On my foot, there was a small cut, right on the top of the base of my second toe, the small joint where the metatarsal meets the phalange. I wanted to wash it off and put a bandage on it, but everyone forbid me. Aunt Fong even put a plastic bag around my foot before I took a shower. The locals were more terrified of their water supply than I was. They might have been right to be so cautious, but over the next few days, things went from bad to worse. Their methods- rubbing the gash with alcohol swabs and taping a square of gauze over it- did me no good either.

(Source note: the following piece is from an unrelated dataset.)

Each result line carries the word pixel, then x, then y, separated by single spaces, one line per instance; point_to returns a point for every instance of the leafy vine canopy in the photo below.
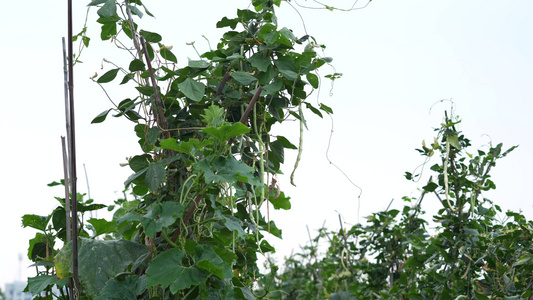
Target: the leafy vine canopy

The day after the incident, I was walking with a limp and feeling shameful that such a small wound would force me out of practice. I couldn’t understand why my foot was so stiff and painful from one gash. It was no matter, I consoled myself, I had no school the next week because of the National Day holiday, and I could relax and recover on my vacation in Shanghai.

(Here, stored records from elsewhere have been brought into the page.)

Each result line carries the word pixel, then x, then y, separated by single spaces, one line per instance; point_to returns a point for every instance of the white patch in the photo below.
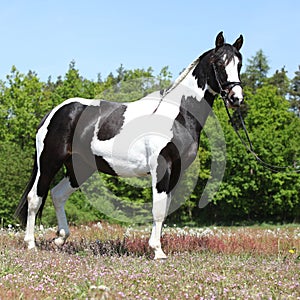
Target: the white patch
pixel 233 76
pixel 189 87
pixel 143 135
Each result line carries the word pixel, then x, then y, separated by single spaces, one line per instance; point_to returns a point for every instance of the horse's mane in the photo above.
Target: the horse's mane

Aunt Fong and I had planned the trip, but business prevented her from joining us at the last moment, so I went with Uncle Jiang by train and met his sister and her daughter in China’s largest city. They were on holiday, too, and our group met up with Uncle Jiang’s son, who lived and worked in the city, for a few days of sightseeing.

Limping my way through the Shanghai crowds.

Limping my way through the Shanghai crowds.

The first day, I soldiered on, hobbling through the shoulder-to-shoulder and chest-to-back street crowds. Back at the hotel, we examined my foot and saw it had bled through both the gauze and my sock. The yellow, orange, and pink discharge look awful, and my foot was swollen and painful to the touch. Removing or slipping on my shoe caused me to wince sharply in pain. I tried to convince myself that my wound would heal in a few days and I could tough out the pain, but Uncle Jiang saw things otherwise. After checking my foot and replacing the gauze, he said no more outings (no discussion), so our group spent most of the next two days in the hotel room. I did get to walk outside on occasion to get something to eat.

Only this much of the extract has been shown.